I struggled to ramp up on both engineering and machine learning knowledge at the same time, because of the aforementioned lack of experience in ...both. So I took longer to get my (mandatory) first promotion than anyone else I knew, including a negative rating the cycle before I did get the promotion.
I didn't get any kind of outreach or interview, didn't even get explicitly rejected. Got ghosted by a professor who had asked me to email them -- no hard feelings to that person, who is definitely very busy! But I did take it as negative personal feedback then.
I spent about 4-5 weeks of my life doing nothing but applying, and got exactly one interview over the course of 2 years.
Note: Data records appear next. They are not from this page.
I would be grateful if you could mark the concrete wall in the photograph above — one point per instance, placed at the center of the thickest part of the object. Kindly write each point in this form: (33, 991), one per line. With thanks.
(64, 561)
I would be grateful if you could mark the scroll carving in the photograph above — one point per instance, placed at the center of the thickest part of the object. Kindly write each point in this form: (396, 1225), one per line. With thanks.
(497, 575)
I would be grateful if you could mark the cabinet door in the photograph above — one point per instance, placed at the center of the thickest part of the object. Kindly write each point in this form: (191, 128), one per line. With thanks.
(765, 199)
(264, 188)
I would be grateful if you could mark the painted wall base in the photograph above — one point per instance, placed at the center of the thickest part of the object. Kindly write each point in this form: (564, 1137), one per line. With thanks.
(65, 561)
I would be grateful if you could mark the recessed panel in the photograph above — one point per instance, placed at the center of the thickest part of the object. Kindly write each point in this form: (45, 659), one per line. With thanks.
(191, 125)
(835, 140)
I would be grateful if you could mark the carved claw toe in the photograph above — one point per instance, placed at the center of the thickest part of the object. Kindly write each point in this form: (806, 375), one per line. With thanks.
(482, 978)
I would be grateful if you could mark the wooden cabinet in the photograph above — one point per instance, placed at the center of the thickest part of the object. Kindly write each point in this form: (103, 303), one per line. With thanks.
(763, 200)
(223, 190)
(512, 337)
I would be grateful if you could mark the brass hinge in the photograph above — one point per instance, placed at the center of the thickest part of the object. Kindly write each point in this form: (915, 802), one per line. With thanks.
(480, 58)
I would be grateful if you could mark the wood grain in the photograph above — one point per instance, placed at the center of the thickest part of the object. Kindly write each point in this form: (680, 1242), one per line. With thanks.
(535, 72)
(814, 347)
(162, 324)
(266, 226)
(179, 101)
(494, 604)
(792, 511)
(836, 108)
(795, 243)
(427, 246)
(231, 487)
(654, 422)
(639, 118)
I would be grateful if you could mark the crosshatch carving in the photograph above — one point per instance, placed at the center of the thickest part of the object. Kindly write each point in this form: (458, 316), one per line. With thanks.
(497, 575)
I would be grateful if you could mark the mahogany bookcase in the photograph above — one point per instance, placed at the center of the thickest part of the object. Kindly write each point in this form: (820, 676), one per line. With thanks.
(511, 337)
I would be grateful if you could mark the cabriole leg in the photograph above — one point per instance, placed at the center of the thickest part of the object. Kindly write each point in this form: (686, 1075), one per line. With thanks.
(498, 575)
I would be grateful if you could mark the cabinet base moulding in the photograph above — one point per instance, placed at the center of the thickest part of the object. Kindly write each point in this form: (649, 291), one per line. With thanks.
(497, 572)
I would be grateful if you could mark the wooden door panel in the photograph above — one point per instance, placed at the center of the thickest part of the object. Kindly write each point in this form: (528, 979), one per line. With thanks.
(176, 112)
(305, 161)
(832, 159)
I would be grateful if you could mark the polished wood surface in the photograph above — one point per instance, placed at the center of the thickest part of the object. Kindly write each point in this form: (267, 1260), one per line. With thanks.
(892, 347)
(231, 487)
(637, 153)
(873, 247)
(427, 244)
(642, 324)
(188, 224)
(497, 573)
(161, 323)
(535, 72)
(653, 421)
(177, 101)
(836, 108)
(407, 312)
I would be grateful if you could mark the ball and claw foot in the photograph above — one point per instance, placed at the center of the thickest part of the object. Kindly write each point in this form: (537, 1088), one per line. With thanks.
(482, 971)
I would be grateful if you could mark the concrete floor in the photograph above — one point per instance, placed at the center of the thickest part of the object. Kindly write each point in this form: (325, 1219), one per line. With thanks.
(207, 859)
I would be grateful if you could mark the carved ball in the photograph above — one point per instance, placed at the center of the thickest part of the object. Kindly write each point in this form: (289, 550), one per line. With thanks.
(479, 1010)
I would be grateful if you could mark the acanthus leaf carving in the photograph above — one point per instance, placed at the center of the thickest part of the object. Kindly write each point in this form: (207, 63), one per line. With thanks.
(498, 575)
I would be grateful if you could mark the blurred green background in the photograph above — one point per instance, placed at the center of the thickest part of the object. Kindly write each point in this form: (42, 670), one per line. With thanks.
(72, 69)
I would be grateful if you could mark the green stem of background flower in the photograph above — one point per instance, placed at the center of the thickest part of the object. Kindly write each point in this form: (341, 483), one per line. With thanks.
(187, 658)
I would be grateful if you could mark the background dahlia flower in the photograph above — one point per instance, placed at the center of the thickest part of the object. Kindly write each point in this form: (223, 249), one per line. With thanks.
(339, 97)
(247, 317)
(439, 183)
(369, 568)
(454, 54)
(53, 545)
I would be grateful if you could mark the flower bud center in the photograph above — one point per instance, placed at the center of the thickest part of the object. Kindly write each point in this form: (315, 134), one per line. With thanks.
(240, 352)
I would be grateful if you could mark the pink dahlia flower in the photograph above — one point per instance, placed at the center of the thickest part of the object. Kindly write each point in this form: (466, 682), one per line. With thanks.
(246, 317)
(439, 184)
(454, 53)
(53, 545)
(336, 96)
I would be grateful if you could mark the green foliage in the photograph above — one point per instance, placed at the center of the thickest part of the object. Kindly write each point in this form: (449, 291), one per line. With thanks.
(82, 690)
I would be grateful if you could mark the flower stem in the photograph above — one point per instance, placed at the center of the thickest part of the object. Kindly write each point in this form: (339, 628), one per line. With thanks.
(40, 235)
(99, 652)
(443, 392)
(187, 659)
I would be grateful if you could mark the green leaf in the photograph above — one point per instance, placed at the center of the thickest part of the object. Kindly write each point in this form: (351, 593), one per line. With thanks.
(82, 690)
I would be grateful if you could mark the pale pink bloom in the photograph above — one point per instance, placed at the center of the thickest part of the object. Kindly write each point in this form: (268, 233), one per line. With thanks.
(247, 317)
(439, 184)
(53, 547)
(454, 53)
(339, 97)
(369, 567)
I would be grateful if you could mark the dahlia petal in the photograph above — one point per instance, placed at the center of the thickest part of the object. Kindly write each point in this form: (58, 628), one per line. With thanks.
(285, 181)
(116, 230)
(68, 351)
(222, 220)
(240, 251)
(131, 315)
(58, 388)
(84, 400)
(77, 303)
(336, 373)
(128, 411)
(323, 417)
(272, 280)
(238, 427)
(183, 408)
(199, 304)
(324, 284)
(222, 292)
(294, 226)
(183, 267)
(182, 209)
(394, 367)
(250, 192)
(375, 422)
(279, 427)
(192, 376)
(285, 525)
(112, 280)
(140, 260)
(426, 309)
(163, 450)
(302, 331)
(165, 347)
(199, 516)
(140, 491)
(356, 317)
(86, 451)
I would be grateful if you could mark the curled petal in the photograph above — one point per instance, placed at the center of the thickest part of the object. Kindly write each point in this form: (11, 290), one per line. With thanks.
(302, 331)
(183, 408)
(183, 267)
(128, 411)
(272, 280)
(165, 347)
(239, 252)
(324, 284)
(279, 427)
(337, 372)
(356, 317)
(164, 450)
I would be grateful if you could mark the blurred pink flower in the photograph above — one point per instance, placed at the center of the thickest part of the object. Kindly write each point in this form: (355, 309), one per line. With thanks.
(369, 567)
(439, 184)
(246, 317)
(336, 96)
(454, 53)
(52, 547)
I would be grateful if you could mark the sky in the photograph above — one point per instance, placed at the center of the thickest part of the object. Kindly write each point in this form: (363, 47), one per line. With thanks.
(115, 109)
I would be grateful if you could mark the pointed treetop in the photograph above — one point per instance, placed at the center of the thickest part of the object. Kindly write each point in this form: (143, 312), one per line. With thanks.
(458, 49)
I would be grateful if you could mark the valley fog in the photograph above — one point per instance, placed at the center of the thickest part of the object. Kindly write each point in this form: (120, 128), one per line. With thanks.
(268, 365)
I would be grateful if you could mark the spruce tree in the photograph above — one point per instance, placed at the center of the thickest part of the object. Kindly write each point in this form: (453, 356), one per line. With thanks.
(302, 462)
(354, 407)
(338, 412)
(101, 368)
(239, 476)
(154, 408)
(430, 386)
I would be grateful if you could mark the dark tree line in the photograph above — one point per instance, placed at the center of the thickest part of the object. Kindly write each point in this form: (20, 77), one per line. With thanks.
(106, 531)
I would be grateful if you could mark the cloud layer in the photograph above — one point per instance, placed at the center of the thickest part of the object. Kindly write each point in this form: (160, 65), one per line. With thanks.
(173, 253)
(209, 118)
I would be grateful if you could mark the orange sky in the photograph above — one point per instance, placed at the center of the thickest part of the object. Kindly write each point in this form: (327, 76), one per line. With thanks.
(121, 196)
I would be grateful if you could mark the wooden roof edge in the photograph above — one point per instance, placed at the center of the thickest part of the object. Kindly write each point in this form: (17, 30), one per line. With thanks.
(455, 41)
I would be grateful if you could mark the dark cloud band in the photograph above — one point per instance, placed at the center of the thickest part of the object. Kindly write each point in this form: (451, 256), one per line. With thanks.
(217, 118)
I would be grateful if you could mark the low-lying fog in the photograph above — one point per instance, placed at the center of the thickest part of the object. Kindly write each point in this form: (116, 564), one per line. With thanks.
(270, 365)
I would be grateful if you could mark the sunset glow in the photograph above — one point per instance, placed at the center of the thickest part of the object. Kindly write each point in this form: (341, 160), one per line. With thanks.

One fellowship, notably, gave me wildly opposite feedback the second year I applied compared to the first year, which just goes to show that the application readers aren't perfect and the process is super noisy.
Most got in on resubmission, but it didn't make the first rejection pleasant. Rebuttals can be extremely demoralizing, and reviewers can state their opinions as fact sometimes.
I went almost 3 years from 2019 - 2022 without writing a single first-author paper. I was doing research! I just got no results I felt were worth publishing.
When I'm not doing research or teaching, I enjoy walking to every bubble tea shop within 5 miles, singing mostly on-key, rewatching/rereading the Lord of the Rings trilogy, lifting heavy things and putting them down, and listening to people on Youtube talk about absolutely anything. I also spend far too much time online window-shopping and window-eating, which is exactly what it sounds like, in an attempt to limit my actual shopping and eating (the latter is a lost cause).
I've decided to do my best to fit in while living in the PNW by taking up hiking and snowboarding, or just walking around with hiking and snowboarding equipment. I'm always interested in new hobbies, so if you have a beginner- and klutz-friendly one to share, let me know :).